Cada um de nós é um ser intrinsecamente amoroso, é uma realidade amorosa. Seria interessante estudar histórica ou socialmente a condição amorosa, que se realiza de formas muito diversas, com variações de intensidade e de conteúdo, nas manifestações reais da vida pessoal ou literárias da vida social. E relacionar esse dado com a atitude face àquela imortalidade.

Será que não existem épocas em que o homem sente fortemente a pretensão de imortalidade, tem vivo interesse por ela, por continuar vivendo sempre, precisamente porque tem uma realidade intensamente amorosa? Pelo contrário, não sucederá que, em épocas em que a capacidade amorosa decai, o nível amoroso anda baixo, produz-se diretamente uma queda no desejo de imortalidade, da pretensão de perdurar?

Apesar do ceticismo que, infelizmente, mina a capacidade de amar das pessoas nos dias atuais, ainda há manifestações culturais, principalmente na música e na literatura, que enaltecem aquela perpetuação imortal do amor. À medida que se ama, necessita-se continuar vivendo ou voltar a viver depois da morte para continuar amando. Recordo-me de uma bela afirmação de Agostinho: “meu peso é meu amor, por ele sou levado onde quer que eu vá”. É o peso da vida humana, o amor, que nos carrega de uma parte a outra.

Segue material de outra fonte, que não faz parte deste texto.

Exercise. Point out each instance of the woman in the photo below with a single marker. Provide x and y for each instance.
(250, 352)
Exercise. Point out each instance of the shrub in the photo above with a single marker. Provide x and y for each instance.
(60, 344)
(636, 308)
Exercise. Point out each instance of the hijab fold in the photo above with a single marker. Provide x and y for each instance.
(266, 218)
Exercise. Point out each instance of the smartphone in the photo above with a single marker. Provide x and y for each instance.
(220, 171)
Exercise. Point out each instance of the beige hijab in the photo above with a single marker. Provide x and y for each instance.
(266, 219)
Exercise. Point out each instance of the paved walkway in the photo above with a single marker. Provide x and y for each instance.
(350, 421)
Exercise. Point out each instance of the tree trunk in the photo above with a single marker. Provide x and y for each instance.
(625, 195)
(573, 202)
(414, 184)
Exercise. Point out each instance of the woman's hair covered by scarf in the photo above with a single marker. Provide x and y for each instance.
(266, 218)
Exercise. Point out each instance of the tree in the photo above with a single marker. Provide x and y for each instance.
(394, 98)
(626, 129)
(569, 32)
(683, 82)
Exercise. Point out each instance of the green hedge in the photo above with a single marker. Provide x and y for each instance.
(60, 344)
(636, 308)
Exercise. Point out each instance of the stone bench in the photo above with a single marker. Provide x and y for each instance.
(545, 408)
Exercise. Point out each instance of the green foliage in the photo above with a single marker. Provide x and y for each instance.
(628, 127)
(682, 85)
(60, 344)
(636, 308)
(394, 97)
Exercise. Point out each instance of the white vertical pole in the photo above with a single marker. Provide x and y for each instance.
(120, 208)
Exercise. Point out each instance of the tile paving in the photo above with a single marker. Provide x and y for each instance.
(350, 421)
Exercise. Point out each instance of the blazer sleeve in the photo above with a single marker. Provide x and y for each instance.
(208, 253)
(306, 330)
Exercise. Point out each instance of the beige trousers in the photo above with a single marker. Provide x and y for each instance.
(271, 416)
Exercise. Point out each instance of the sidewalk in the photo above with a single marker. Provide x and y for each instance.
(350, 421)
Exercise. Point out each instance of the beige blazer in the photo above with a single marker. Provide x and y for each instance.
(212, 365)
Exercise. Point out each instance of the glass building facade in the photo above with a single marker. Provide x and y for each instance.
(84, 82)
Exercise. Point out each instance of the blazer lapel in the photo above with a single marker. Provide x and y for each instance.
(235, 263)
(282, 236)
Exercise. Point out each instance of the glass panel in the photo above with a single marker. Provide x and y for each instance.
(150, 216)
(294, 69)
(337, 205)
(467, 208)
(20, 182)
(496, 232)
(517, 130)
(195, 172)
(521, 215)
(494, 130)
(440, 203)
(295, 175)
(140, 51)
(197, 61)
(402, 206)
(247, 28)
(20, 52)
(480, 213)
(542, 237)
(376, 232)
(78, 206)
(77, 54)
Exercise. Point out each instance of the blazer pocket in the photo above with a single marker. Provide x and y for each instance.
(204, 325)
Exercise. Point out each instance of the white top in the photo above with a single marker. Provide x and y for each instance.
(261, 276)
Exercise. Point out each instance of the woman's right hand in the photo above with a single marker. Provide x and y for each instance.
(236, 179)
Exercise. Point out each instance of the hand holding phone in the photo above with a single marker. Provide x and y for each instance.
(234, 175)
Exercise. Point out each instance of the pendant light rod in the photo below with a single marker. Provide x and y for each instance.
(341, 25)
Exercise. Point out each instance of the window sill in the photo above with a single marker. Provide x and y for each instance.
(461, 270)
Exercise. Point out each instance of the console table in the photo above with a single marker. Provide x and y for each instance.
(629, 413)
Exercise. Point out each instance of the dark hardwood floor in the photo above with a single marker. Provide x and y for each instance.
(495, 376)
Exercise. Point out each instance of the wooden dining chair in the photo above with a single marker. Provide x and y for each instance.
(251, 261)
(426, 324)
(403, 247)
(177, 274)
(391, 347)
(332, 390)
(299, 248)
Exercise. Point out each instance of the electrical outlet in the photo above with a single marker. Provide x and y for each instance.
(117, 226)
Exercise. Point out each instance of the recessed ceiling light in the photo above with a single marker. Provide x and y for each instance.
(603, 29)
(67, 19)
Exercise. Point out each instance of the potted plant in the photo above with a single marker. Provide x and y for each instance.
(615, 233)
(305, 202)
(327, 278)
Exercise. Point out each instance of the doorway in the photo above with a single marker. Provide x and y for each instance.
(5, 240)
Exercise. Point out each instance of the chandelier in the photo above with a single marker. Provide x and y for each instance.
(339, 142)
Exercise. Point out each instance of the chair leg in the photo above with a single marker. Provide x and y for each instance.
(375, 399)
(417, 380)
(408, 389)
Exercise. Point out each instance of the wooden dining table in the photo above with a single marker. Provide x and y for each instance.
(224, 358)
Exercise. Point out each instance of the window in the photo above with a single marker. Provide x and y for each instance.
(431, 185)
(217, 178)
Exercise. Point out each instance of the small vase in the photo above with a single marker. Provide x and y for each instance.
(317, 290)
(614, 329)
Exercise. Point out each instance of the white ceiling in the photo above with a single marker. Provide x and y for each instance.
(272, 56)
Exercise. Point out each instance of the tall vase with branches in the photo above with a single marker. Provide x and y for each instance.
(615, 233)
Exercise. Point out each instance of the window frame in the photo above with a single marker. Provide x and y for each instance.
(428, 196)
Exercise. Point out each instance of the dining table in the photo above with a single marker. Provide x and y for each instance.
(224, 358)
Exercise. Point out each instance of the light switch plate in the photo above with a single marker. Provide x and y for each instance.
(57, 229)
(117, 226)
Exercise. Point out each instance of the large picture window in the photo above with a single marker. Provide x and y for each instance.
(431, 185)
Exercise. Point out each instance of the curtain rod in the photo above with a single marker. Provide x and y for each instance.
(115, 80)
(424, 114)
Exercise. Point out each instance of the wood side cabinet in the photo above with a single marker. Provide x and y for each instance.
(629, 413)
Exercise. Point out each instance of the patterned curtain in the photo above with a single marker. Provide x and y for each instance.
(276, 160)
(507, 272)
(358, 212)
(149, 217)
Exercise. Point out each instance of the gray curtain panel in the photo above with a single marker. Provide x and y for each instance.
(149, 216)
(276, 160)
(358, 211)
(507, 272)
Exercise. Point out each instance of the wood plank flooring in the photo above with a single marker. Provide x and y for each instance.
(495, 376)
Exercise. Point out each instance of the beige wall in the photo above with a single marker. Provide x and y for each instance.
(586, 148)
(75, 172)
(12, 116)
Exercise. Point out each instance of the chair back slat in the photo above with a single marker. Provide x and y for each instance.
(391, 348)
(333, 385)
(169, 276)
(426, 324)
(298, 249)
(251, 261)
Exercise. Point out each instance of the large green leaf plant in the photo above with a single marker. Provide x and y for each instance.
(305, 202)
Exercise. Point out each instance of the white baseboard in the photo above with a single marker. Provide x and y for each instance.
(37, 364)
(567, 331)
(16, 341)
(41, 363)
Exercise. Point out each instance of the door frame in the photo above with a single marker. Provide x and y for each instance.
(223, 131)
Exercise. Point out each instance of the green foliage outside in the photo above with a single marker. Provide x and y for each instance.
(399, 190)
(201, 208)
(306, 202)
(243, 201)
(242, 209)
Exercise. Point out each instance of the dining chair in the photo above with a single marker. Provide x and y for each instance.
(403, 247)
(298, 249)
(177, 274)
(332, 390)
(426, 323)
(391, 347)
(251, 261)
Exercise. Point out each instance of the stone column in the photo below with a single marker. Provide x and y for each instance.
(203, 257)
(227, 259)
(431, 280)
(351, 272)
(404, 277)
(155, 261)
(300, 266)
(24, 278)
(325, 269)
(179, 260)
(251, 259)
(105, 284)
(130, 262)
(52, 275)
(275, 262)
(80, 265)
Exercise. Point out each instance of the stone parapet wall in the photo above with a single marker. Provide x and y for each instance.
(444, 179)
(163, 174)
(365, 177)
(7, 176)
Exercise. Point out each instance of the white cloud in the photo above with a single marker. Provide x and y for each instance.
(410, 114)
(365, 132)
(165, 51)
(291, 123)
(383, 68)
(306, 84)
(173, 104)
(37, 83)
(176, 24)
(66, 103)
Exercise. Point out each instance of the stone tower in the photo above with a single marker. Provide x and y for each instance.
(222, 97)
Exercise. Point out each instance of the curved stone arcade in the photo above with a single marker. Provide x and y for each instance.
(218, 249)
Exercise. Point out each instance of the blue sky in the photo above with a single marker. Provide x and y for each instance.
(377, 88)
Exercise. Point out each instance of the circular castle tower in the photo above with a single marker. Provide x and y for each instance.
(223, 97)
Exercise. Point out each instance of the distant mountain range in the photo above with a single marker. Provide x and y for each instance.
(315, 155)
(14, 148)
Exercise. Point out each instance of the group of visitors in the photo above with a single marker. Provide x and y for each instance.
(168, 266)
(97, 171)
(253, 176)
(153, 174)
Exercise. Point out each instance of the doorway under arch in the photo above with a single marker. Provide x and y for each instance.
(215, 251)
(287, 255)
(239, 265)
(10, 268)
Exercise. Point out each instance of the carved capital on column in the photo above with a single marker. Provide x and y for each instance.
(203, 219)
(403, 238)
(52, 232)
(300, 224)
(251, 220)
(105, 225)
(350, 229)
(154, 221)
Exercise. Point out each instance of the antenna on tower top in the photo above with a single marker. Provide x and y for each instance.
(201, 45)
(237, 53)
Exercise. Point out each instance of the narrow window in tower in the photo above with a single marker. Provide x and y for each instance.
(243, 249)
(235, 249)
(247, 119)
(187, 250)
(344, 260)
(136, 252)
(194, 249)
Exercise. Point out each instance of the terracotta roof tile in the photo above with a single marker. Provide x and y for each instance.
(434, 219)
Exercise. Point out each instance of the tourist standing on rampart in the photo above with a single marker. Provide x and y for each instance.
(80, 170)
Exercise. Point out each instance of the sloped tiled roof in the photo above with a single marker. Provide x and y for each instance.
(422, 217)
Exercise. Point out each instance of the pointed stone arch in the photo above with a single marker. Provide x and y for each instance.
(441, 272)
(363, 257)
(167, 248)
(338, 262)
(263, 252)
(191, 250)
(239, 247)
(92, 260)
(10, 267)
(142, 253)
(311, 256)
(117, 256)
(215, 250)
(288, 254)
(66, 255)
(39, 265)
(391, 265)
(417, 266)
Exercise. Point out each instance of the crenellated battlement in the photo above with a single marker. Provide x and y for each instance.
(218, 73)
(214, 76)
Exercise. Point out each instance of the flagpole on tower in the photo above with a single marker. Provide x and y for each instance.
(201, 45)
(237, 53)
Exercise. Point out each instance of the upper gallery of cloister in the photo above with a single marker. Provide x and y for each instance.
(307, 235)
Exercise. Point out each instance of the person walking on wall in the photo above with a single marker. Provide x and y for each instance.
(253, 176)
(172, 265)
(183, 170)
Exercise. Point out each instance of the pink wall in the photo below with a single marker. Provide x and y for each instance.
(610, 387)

Hoje, tenho a impressão de que vivemos numa crise de amor. O amor, essa constante disposição da vontade humana, deu lugar para os afetos, sempre instáveis, em todos os relacionamentos. E, num ambiente de pluriafetividade, não há espaço para um desejo de imortalidade. É o aniquilamento do amor. Tudo passa a ser fugaz e superficial. Líquido.

“Tu que eu amo, não morrerás”, é a feliz fórmula de outro poeta. Isso significa a impossibilidade de se pensar no fim da pessoa amada. Necessita-se dessa pessoa para que a vida tenha sentido. Se o homem estivesse destinado a perecer, não seria tudo um enorme engano, uma espécie de brincadeira de mau gosto? A vida teria um sentido? Mas o que impulsiona essa maneira de ver as coisas é precisamente o amor.

Se não se ama, tudo cai na própria base e já não importa nada. Em outras palavras, quem não ama com aquele afã criativo de eternidade, não só não deseja continuar a viver, mas já converteu sua vida num tremendo engano. Com respeito à divergência, é o que penso.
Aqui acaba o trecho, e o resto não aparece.